One reason is that it seems in just the last couple of weeks, the usually-constant flow of obscure crashers and regressions detected by our demonic duo Martijn and Jesse has shrunk to almost nothing. Apparently they're still alive and working, so maybe this means we're over the hump? I hope so!
As regular readers will know, I've also been spending time looking for new office space to accommodate our growing team. This has been frustrating. We've expanded our search to Newmarket and have a couple of promising opportunities there. Hopefully I'll have good news to report soon.
Speaking of the team, here's what the other guys have been doing:
- Karl Tomlinson has accepted the challenge of getting MathML on its feet again for the Firefox 3 release, after a severe lack of maintenance. Good luck Karl!
- Chris Double has continued working on video. He has a patch which is almost ready to land (disabled!) on trunk.
- New guy Chris Pearce has been working on blocker bugs, mainly text and editor bugs so far.

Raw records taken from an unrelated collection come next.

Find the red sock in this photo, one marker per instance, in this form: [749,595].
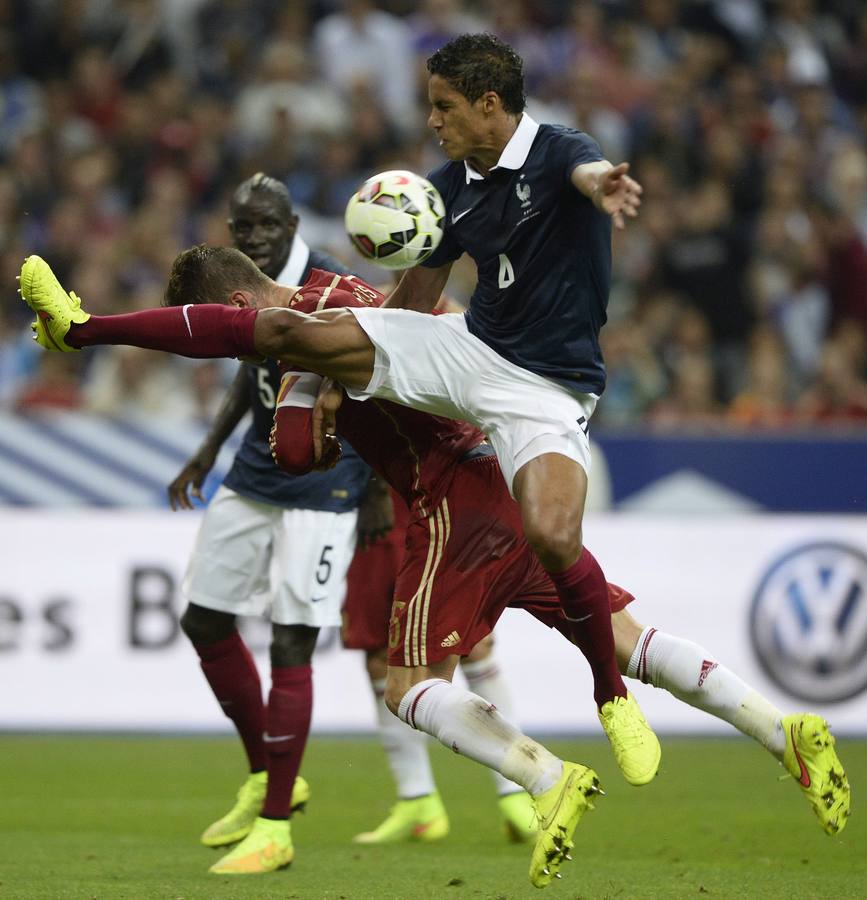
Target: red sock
[201,331]
[584,599]
[234,679]
[290,705]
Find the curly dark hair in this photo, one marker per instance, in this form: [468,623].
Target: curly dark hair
[263,186]
[206,274]
[475,63]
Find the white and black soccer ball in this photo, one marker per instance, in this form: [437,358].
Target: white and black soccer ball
[395,219]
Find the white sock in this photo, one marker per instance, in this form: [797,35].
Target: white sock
[405,748]
[692,675]
[469,725]
[485,678]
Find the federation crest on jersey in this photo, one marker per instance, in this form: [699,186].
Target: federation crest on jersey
[808,622]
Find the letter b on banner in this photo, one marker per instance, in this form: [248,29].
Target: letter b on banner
[153,623]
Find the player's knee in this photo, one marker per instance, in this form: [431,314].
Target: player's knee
[557,544]
[206,626]
[292,645]
[377,664]
[395,691]
[481,651]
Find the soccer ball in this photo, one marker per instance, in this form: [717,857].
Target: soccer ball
[395,219]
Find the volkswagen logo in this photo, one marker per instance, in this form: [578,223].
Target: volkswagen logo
[808,622]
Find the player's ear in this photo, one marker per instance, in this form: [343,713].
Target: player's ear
[490,101]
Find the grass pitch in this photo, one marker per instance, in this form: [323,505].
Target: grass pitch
[119,819]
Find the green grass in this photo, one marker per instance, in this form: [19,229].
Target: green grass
[115,818]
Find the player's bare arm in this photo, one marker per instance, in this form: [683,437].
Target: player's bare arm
[610,188]
[419,289]
[329,342]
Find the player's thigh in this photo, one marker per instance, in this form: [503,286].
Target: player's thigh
[228,569]
[370,591]
[312,553]
[463,565]
[420,361]
[527,417]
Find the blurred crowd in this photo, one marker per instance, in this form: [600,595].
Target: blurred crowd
[739,296]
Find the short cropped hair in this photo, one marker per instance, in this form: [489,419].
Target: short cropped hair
[476,63]
[206,274]
[263,184]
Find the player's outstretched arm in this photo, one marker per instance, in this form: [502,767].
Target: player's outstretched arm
[419,289]
[610,188]
[188,482]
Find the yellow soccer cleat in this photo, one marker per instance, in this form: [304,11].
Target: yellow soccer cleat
[558,812]
[55,310]
[238,821]
[636,748]
[812,761]
[266,848]
[420,819]
[519,817]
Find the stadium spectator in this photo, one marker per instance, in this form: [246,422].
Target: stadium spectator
[758,111]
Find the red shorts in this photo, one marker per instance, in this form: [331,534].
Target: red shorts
[464,564]
[370,586]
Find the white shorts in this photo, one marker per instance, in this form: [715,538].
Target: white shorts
[249,556]
[433,363]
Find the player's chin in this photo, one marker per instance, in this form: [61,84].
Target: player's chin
[451,150]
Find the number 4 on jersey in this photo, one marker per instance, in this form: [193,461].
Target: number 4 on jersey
[507,273]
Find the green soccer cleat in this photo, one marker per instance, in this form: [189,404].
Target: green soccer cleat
[55,310]
[420,819]
[266,848]
[812,761]
[519,817]
[558,812]
[636,748]
[238,821]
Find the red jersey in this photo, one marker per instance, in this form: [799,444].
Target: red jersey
[413,451]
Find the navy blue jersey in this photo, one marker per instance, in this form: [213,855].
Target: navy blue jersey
[542,249]
[254,474]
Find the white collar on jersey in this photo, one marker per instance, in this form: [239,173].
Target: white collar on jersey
[515,152]
[296,264]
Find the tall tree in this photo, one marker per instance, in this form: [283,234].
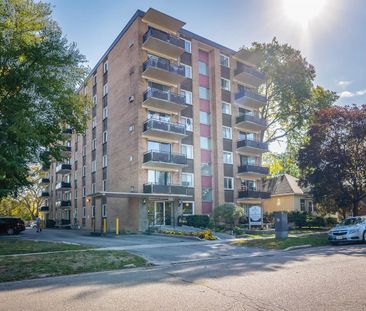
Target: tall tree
[292,98]
[332,161]
[39,76]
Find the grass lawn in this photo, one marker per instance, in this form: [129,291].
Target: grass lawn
[313,240]
[9,247]
[35,266]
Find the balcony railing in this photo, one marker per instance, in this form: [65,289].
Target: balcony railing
[252,144]
[251,95]
[166,96]
[154,124]
[163,64]
[63,185]
[163,36]
[63,168]
[63,203]
[165,189]
[253,169]
[251,194]
[249,70]
[251,119]
[166,157]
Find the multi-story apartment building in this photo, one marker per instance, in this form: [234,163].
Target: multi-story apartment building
[175,129]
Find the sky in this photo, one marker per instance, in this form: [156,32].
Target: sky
[333,39]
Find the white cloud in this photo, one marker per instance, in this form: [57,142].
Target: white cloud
[344,83]
[346,94]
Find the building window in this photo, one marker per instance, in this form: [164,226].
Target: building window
[206,169]
[302,205]
[225,84]
[105,112]
[188,122]
[204,93]
[187,71]
[187,46]
[228,183]
[188,207]
[227,132]
[187,150]
[104,210]
[187,180]
[226,108]
[105,137]
[105,160]
[205,143]
[188,96]
[105,89]
[206,195]
[228,157]
[204,117]
[203,68]
[224,60]
[105,67]
[94,166]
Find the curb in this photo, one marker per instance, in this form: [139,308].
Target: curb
[291,248]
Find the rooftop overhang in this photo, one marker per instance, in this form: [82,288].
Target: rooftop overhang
[162,21]
[149,196]
[247,57]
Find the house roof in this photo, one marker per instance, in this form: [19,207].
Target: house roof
[285,184]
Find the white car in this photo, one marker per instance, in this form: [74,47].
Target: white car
[350,229]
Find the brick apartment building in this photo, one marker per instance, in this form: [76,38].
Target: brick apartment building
[175,129]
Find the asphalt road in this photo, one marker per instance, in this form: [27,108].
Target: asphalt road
[324,278]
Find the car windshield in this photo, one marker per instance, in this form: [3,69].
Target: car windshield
[351,221]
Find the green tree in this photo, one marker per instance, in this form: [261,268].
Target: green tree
[39,76]
[332,161]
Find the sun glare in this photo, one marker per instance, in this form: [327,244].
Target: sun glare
[303,11]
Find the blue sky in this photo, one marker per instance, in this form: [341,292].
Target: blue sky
[334,41]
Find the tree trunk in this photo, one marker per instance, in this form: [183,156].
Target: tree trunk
[355,209]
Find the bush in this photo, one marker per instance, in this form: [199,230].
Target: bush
[228,213]
[199,221]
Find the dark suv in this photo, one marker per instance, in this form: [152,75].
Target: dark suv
[11,225]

- Even newer guy Matthew Gregan fixed a bad old Linux bug, worked on a crashtest harness, and is now working on layout bugs.
- Michael Ventnor is currently still studying (I think) but he's planning to join us in Auckland for a summer internship! He'll probably be working on GTK themes and Firefox front-end issues.
And we're still looking for more people!
A word about Chris's video work... The WHATWG video spec changed a lot --- actually, grew considerably --- over the last few months. We don't want to make developers' lives hard by shipping a half-baked implementation of that spec so it will probably be necessary to delay enabling video support until after Firefox 3. We'll see how it goes.
We're in a similar situation with offline apps. There is a WHATWG spec now and it's somewhat different to what we've implemented. We definitely aren't interested in pushing a sole agenda so we're working out what we can ship in Firefox 3 that's aligned with the WHATWG spec.
These are tough calls, but our commitment to Web standards trumps checking boxes in the Firefox 3 feature list.